Copenhagen Accord: a step in right direction, but insufficient

Copenhagen Accord: a step in right direction, but insufficient

21 December 2009, Copenhagen (Denmark). World leaders in Copenhagen have taken a first and useful step to slow the course of climate change – a threat that is already affecting people, ecosystems and biodiversity in many parts of the world. A global, legally-binding climate change treaty must be the next step.

Although the Copenhagen Accord goes some way to address some of the critical issues that have been on negotiators’ agenda for the past two years, such as a financing package of US$ 100 billion per year by 2020 to assist developing countries to adapt to climate change and to reduce their emissions of greenhouse gases, others remained unsolved. There was no agreement on a long term global mitigation target of 50% by 2050 to avoid dangerous climate change, and no agreement that global emissions should peak by 2015-2020. Both are, according to the Intergovernmental Panel on Climate Change, necessary to achieve stabilization of greenhouse gas concentrations at 450ppm and to avoid global temperature rises of more than 2⁰C above pre-industrial levels.

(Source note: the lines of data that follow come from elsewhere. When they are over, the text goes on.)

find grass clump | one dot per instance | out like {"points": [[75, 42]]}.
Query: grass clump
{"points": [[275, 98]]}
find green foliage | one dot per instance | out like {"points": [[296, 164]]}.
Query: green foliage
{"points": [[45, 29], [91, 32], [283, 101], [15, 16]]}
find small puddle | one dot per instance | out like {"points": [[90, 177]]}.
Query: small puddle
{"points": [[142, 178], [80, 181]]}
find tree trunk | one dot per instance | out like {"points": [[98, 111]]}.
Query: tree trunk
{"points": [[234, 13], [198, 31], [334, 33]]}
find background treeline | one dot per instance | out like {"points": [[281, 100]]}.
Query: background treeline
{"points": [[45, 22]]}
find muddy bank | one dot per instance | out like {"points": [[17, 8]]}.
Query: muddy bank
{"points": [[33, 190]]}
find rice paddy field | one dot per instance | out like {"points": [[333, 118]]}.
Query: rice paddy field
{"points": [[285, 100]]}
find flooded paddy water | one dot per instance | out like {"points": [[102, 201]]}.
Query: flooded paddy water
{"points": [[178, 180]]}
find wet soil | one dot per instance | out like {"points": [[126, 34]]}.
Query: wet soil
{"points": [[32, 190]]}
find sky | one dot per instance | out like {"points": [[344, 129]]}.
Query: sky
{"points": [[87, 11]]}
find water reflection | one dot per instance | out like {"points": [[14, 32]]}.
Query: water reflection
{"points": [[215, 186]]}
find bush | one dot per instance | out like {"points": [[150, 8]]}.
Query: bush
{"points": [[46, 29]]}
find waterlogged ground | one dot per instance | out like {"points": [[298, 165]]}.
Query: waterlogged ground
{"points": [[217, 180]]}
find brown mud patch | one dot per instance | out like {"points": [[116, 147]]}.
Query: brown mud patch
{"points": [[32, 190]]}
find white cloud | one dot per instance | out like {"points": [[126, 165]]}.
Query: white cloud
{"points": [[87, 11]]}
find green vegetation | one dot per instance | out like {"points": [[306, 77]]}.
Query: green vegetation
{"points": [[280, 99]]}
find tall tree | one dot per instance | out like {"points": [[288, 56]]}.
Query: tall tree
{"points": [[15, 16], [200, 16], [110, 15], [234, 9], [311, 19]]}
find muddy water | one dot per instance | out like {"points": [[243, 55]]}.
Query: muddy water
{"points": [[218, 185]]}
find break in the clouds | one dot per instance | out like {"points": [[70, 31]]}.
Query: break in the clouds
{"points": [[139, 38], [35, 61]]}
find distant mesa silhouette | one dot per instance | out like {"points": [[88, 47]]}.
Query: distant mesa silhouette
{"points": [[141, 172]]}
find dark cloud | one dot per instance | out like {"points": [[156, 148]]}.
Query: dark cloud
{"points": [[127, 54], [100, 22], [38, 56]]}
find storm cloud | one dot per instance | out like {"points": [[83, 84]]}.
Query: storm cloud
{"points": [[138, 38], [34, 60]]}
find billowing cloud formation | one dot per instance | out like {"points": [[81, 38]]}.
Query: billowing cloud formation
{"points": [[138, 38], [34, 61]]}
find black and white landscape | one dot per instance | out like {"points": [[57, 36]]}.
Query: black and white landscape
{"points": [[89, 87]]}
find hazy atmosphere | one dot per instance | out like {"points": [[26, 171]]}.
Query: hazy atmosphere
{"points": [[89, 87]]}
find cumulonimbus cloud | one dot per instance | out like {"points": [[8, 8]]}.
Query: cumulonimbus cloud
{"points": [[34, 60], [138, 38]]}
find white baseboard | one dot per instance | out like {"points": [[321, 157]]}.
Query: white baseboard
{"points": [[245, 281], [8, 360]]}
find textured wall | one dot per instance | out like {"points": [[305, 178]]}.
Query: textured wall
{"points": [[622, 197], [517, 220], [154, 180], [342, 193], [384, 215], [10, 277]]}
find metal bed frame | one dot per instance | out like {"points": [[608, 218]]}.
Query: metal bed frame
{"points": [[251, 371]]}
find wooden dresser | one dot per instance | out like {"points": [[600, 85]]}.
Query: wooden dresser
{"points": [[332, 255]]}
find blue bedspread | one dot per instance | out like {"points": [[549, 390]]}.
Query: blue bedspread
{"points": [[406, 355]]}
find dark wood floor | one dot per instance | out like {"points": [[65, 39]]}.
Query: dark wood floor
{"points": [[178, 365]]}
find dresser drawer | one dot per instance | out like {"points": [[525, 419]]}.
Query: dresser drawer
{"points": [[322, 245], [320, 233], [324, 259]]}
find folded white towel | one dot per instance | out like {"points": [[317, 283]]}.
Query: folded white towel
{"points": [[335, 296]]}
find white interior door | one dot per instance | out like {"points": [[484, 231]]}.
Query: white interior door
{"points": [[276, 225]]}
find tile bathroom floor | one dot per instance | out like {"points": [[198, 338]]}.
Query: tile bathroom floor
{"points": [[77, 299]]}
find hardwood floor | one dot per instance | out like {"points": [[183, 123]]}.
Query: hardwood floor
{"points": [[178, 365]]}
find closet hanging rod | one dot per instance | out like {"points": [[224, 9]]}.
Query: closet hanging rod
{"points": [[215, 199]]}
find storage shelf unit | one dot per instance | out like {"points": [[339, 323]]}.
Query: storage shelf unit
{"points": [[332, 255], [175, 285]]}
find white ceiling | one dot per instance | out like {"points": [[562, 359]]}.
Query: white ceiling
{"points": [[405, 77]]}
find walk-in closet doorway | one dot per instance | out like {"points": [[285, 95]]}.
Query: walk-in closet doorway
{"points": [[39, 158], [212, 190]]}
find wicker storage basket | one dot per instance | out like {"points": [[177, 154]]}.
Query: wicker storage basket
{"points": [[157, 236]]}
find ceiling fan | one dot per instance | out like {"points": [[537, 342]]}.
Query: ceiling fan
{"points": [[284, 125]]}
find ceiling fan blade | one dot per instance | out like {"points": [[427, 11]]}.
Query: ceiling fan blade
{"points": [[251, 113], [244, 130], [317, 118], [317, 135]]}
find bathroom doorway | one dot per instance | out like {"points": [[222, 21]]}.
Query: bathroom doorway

“IUCN urges all countries to build on the Copenhagen Agreement and to find the common ground necessary to deliver an equitable, comprehensive and legally-binding agreement by the end of 2010,” says IUCN’s Director General Julia Marton-Lefèvre.

IUCN welcomes the fact that the UNFCCC process is on course to continue the work that has been ongoing since Bali in 2007 on a number of important issues. Positive movement has been achieved on issues such as REDD (Reducing Emissions from Deforestation and forest Degradation). Such momentum must be carried forward.